I’m teaching relational health to residents as one of the earliest universal markers for success – and we’re measuring relational health with the WECS. I base that on the evidence that has come so far out of the work here, where we see WECS scores at four months of age correlate to 18-month scores on developmental screeners. It is astounding that there is something we can do at four months of age that is not intensely procedural, not MRIs or genetic screens, something we can see between a parent and a child that may give us a hint about what could happen down the road. So, a very early chance to intervene is a critical opportunity and the intervention is focused on strengthening the family. It’s very exciting to me.

How Nurture Science Program’s work has affected his own parenting

Dr. O’Banion: One of the parts of Family Nurture Intervention is a scent exchange. My own child preferred his mom a lot. He still does.
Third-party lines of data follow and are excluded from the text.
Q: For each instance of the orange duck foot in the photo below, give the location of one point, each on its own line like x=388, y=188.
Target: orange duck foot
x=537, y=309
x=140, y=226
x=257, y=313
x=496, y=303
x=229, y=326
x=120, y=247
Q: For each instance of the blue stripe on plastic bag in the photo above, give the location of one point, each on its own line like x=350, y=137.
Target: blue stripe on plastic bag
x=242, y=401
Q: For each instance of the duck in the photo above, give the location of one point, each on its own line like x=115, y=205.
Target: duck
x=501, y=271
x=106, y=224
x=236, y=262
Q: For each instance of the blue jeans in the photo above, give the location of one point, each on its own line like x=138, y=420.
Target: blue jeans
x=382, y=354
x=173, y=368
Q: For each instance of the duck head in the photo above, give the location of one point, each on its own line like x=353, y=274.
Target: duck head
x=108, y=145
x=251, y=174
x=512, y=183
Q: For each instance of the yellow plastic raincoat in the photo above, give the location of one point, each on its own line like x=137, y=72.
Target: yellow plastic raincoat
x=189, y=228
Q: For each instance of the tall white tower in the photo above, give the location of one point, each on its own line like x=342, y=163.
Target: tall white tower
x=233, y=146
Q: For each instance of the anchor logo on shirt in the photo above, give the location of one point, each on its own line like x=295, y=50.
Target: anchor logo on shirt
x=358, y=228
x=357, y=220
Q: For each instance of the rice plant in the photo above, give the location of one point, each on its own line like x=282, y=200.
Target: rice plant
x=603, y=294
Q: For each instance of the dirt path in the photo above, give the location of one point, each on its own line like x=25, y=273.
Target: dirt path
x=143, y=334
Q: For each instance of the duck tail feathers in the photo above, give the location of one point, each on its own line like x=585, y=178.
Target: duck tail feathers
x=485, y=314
But at the end of every evening, I would drop one of my T-shirts in his crib (he was past the risk for SIDS). My wife would find it every morning and ask, “What’s this again? Another one of your T-shirts?” I started doing these things right away when I was learning about the Family Nurture Intervention. I want my child and I to have the best relationship we can have and I love feeling emotionally connected with him.

I ride my bike to work, and when I get home I greeted my son who was waiting for me on the back porch. He’d yell “Dada!” and I’d say “Hey!” and then I’d put my bike away and come go up the stairs a second later. I learned the difference between excitedly reconnecting with him when I come home through the work we were doing as a group. Now, as soon as he can see me yells “Dada!” I drop my bike and run up to him, just to make it a lot more exciting and fun. It’s more fun for me, too. 

It’s changed the way I do a lot of things at home, and I’m a developmental and behavioral pediatrician. I thought I had a pretty thoughtful approach to parenting, but I was being too cognitive, too academic. This helped me focus on connecting on a more rewarding level.